2. Notify KMRRRG of any limitations in or changes to his or her Notice of Privacy Practices
to the extent that such limitation or change may affect KMRRRG’s use or disclosure of PHI.
3. Notify KMRRRG of any restriction on the use or disclosure of PHI that he or she has agreed
to in accordance with the Privacy Rule to the extent that such restriction may affect the
Company’s use or disclosure of PHI.
Upon KMRRRG’s receipt of the Insured’s written notice of a material breach by KMRRRG of
the provisions of this Policy Statement involving the use or disclosure of PHI, KMRRRG shall
take steps to cure such circumstances within the 60-day period following the notice.

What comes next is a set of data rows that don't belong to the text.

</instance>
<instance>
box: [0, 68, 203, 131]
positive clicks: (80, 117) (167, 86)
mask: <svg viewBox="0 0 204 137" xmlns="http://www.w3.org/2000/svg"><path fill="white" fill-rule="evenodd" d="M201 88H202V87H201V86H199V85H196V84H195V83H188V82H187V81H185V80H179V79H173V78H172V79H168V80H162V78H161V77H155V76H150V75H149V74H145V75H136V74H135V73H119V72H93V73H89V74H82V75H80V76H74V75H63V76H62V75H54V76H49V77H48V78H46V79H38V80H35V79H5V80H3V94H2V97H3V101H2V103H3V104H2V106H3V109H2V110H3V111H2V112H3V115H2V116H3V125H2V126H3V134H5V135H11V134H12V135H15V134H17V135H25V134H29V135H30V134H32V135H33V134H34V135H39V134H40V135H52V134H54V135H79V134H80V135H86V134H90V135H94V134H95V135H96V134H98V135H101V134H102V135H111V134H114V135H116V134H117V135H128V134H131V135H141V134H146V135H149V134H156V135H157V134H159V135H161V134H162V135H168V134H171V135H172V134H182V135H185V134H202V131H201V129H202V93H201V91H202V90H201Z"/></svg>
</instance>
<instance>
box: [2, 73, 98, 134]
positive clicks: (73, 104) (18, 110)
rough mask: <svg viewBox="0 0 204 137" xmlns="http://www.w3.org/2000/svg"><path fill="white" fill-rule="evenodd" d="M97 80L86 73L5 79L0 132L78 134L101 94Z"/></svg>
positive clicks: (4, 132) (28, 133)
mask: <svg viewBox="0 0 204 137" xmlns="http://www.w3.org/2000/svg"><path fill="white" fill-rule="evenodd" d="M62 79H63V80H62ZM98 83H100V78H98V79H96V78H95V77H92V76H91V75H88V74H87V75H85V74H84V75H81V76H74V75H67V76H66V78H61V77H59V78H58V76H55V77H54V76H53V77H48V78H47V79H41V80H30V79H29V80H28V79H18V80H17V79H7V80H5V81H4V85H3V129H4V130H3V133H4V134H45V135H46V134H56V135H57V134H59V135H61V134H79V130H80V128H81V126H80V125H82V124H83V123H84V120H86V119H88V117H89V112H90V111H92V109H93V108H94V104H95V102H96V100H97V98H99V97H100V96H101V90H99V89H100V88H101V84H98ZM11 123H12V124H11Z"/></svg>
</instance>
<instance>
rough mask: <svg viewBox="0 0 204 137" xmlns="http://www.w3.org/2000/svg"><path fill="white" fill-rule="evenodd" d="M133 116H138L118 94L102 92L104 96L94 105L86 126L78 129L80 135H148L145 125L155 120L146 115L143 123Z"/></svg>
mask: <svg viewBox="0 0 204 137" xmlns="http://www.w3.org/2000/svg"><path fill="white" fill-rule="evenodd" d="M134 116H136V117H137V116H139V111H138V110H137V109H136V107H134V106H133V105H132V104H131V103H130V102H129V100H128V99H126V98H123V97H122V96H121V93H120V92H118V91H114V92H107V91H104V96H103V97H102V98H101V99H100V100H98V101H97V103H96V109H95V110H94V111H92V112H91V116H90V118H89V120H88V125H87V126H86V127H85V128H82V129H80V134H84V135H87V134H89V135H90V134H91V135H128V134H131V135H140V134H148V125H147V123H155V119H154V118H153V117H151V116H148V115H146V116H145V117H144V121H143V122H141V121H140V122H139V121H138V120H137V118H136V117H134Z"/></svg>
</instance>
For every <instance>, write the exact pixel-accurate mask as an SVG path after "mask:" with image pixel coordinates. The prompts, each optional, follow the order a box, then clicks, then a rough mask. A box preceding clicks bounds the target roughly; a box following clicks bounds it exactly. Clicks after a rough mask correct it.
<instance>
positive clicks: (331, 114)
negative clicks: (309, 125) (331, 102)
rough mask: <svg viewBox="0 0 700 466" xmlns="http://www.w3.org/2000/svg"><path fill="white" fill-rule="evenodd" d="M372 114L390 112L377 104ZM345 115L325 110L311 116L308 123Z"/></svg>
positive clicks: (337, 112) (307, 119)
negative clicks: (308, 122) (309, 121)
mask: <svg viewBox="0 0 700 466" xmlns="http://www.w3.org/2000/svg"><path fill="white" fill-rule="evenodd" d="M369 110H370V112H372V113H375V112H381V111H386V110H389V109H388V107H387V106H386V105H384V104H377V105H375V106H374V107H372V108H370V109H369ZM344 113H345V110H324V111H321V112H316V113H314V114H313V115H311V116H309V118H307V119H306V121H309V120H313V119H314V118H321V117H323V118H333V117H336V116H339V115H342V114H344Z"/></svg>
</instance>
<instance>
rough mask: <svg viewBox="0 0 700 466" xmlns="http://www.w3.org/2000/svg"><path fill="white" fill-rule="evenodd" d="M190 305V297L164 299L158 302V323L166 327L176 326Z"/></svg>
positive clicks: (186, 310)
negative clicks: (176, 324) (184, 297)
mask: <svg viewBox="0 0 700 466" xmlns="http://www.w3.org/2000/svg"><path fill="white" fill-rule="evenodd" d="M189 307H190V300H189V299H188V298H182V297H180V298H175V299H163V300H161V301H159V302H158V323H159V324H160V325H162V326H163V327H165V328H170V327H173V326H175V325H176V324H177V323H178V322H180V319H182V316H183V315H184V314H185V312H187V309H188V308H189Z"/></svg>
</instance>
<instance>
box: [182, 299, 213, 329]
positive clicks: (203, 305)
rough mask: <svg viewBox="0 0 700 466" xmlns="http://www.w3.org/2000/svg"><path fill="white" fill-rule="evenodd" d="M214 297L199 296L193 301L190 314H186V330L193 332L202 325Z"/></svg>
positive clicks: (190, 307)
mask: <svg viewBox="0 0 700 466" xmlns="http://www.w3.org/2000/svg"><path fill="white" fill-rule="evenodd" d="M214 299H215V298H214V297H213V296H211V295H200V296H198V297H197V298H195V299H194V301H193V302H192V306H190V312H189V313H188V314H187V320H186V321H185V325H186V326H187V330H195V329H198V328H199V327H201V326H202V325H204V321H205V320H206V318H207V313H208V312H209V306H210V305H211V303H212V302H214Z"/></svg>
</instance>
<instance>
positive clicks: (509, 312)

If the
breach is not cured within such 60-day period, an applicant for insurance may terminate the
application process or an insured under a policy of insurance may terminate the insurance policy,
if feasible.
By execution of the application to which this Policy Statement is attached, the Insured also
agrees that PHI will be needed by KMRRRG following the termination of the application
process or termination or cancellation of insurance coverage for purposes described herein and
that it is not feasible for KMRRRG to return or destroy all PHI received from or on behalf of the
Insured. Therefore, KMRRRG shall extend the protections of this Policy Statement to such PHI
and limit further uses and disclosures of such PHI to those purposes that make the return or
destruction infeasible for so long as KMRRRG maintains such PHI. These provisions shall
survive termination of the application process or the termination or cancellation of insurance
coverage.
This Policy Statement applies to a particular Insured only if and to the extent such Insured is a
covered entity or a member of the workforce of a covered entity within the meaning of the
Privacy Rule. This Policy Statement is being provided for the purpose of enabling the Insured to
comply with its obligations as a “covered entity” under the Privacy Rule.